Şimdi bana cevap ver, üzdüğün her insana tarafımdan bölüştürecek kadar cömert olacak mısın söyle kader. Sen de cevap ver, bana sene be sene şaşkın milyonları doğurarak süper egoma adaklar kesmenden seni artık azat ediyorum, kabul ediyor musun söyle 41. Rakamlarındaki ezberlediğim blöflerin ile ben o günün yarınında zamanın rahminden yeniden doğuyorum. Sana sonsuzluk oyununu oynattığım bu masada elinde sadece olmasını istediğim kartlar var. Sen benden kart istemekle yükümlüsün. Kazanma ihtirasın xkurpiyer'in dağıttığı kartlara gebedir. Sen sadece bana kazandırmak türü bir eğlenceyi tanıdın. Ben ise her oyun sonunda seni affederek kaybettiklerini hiç bilmediğin kazanç birimleriyle değiştirip onları sana iade ediyorum. Gücümü sana karşı maksimum kullanma fırsatım hiç olmadı. Kıyas kabul görmeyecek bir eşitsizsin. Yürümen için sana emrettiğim her doğru çizgide kavuştuğun nimetlere şükret, seni sürekli yanlış çizgilerde yürütecek kötü bir insan olma olasılığını yok ettiğim için dizlerinin üzerine çömel ve bana yalvar. İyi bir insan olarak kalmam için yalvarmaktan başka bir çıkışın yok. Dünya dekorunda göz zevkimi bozmamanı istediğim için eşyaya uyacak bir uyum verdim sana. 

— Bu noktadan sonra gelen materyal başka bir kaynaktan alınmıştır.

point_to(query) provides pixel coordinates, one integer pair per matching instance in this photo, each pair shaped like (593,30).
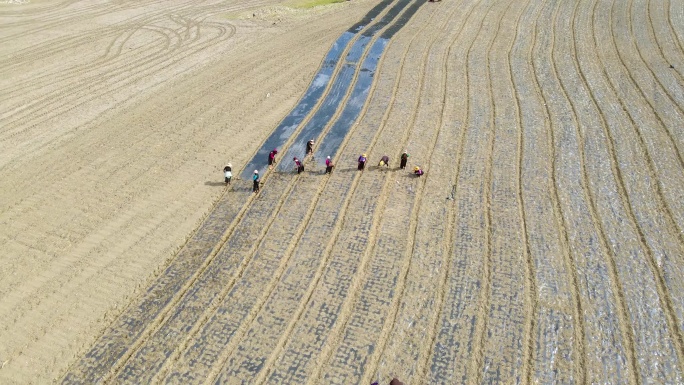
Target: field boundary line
(484,303)
(390,320)
(677,39)
(268,365)
(653,35)
(326,92)
(362,272)
(423,367)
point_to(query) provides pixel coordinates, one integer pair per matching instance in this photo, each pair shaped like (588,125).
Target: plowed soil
(544,244)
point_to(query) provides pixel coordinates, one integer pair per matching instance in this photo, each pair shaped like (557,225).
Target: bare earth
(545,243)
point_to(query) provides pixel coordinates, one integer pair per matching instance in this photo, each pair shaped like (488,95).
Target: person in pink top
(328,165)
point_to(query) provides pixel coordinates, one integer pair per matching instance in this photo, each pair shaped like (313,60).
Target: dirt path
(543,244)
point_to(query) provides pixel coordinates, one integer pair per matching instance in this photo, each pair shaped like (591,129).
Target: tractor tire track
(654,355)
(653,215)
(587,241)
(339,359)
(559,328)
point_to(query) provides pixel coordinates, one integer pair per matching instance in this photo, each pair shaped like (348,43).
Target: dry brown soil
(545,243)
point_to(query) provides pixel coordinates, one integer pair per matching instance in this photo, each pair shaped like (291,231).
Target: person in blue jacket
(362,162)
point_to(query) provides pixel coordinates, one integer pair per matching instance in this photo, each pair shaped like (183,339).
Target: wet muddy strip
(117,340)
(336,98)
(312,95)
(332,140)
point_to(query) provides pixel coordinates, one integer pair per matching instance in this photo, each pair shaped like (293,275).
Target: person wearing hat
(298,165)
(328,165)
(255,178)
(309,148)
(404,159)
(271,158)
(384,161)
(362,162)
(228,172)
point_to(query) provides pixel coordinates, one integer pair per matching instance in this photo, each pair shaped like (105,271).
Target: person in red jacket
(328,165)
(362,162)
(298,165)
(271,158)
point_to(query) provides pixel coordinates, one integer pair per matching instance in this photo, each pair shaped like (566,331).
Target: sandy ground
(545,243)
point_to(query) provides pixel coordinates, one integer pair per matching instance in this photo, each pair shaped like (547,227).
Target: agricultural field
(544,244)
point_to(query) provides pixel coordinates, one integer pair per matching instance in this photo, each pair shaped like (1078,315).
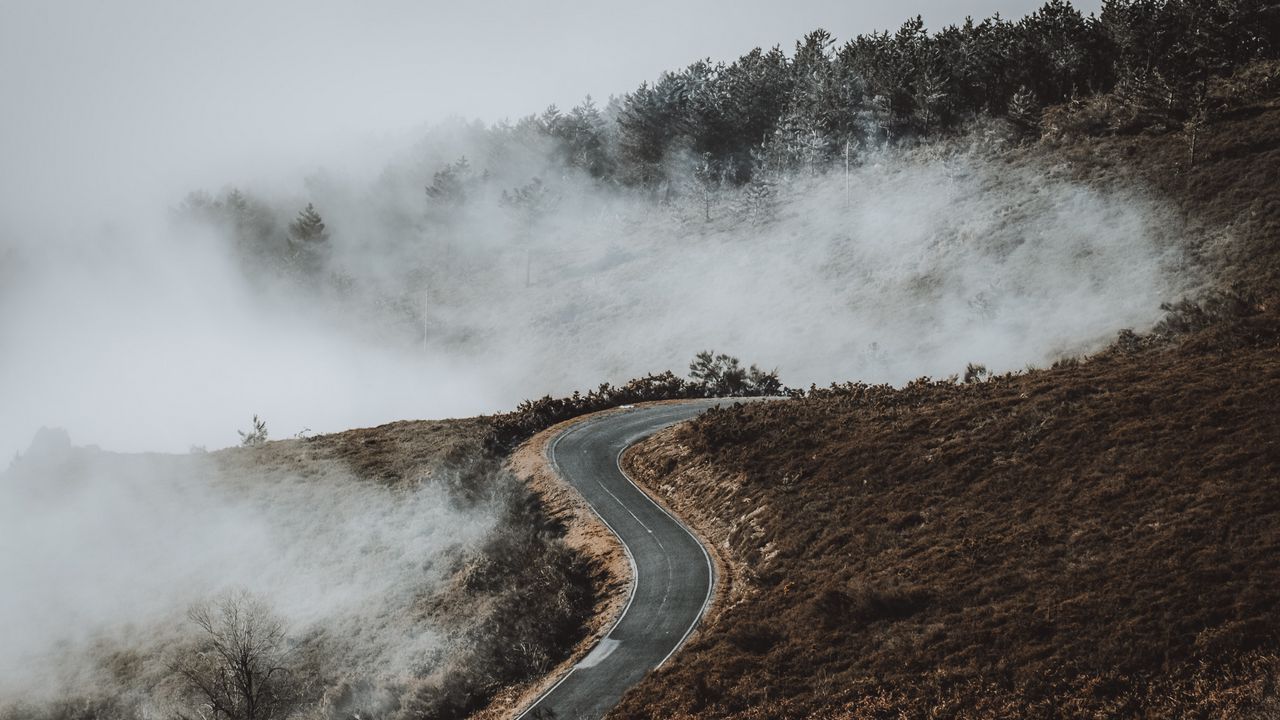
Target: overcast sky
(106,101)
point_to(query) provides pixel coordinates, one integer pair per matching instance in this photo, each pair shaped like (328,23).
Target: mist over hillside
(110,551)
(534,279)
(873,210)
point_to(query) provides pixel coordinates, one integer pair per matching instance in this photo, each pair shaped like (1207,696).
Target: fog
(104,554)
(145,319)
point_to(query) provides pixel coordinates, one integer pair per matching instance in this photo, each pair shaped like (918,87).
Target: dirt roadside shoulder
(584,533)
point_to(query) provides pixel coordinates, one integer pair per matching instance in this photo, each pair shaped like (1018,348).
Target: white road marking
(598,655)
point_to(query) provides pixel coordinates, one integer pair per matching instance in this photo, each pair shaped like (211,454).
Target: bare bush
(238,669)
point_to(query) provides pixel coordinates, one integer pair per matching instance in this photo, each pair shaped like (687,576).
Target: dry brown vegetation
(1095,540)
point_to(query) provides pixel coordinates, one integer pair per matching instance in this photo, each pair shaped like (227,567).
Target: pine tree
(309,242)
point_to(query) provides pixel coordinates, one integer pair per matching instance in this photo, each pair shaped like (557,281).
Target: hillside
(401,564)
(1093,540)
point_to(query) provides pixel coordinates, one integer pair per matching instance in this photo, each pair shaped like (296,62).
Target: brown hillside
(1097,540)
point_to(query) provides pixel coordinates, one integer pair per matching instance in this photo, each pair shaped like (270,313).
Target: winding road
(672,573)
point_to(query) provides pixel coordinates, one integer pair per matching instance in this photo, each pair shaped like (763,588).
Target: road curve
(672,573)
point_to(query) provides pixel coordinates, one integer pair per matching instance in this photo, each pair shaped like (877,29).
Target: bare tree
(238,669)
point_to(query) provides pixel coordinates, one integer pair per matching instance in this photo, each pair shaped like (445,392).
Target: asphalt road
(672,573)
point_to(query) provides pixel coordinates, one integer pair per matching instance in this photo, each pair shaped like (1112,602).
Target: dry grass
(1096,540)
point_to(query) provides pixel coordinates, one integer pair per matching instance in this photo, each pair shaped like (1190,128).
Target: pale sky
(119,99)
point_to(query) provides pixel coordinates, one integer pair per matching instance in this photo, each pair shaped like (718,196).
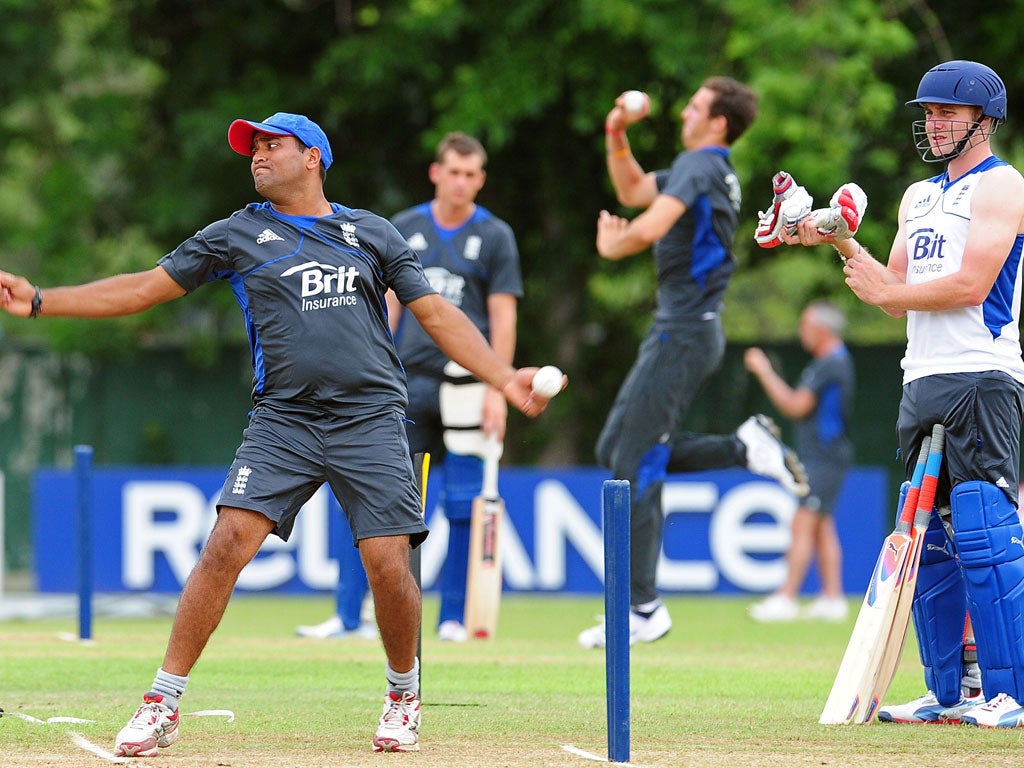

41'i şu mumla kırklayarak iyi ki bana doğdun dünya deyip sonsuzlukta lamborghinimin direksiyonuna geçtim. Ehliyet yok, ilerideki trafik polislerine ve hastanelere aşağıdaki linkle anons geçiyorum :) İyi ki doğmuşum :)  https://www.youtube.com/watch?v=1D1cZ7_JwAQ 

YORUMLAR

31 Ağustos 2015, 03.00
41 kere maşaallah desem çok klasik olacak değil mi:)) O halde bende sevdikleriniz ve sevenlerinizle  birlikte sağlıkla huzurla dolu dolu yaşayacağınız bir yaş olmasını diliyorum .. 
Gönlünüzden geçen tüm güzellikler sizinle olsun nice mutlu yaşlara...
31 Ağustos 2015, 11.01
.     ✿*゚¨゚  єgσιѕт 
Teşekkür ederim :) Sizin bilmediğim yaş dönüm gününüzü ben de kutluyorum. Esenlik dolu keyifli bir hayatı sevdiklerinizle paylaşmanızı, sizinle de paylaşılmasını diliyorum :)
31 Ağustos 2015, 12.25
Mutlu mutlu nice yaşlara kurpiyer. Her şey gönlünüzce olsun. Sevdiklerinizle, sevenlerinizle uzun yıllar sağlık, afiyet ve selamet içinde yaşamanız temennisi ile :) 

31 Ağustos 2015, 13.05
αяωєη 
Teşekkür ederim :) Aynı dilekleri sizin doğum günleriniz için de dileyenler olsun ve kalbinizden taşsınlar, onları saklayacak yer bulamayasınız :) 
31 Ağustos 2015, 17.12

         Vay canına!! :) Yazında iki saat filan güzel vakit geçirdim. Yunus Emre'yi şöyle bi iyice okuyup güzelliğine vardım. Çok güzel örtüştürmüş, çok güzel tamamlamışsın yazıyı eklediğin videoyla. Yunus zamanında düşünmeye vakit varmış, şimdi biz düşünme özürlü insanlar, bırak bir şeyin üzerine düşünüp sonuçlara varmayı, ruhumuzu zenginleştirmeyi, iki satır yazının tamamını okumaya bile tahammül edemiyoruz. İnsanların insani anlamda gelişmesinin, zamanın ve teknolojinin ilerlemesiyle tamamen ters orantılı olduğunu düşünüyorum ben. Sudan bir "vakit yok", kibirli bir "gerek yok"la sahip olduğumuz yüzeyselliğimiz, bizi kılığı insan, ruhu boş varlıklar yapıyor. 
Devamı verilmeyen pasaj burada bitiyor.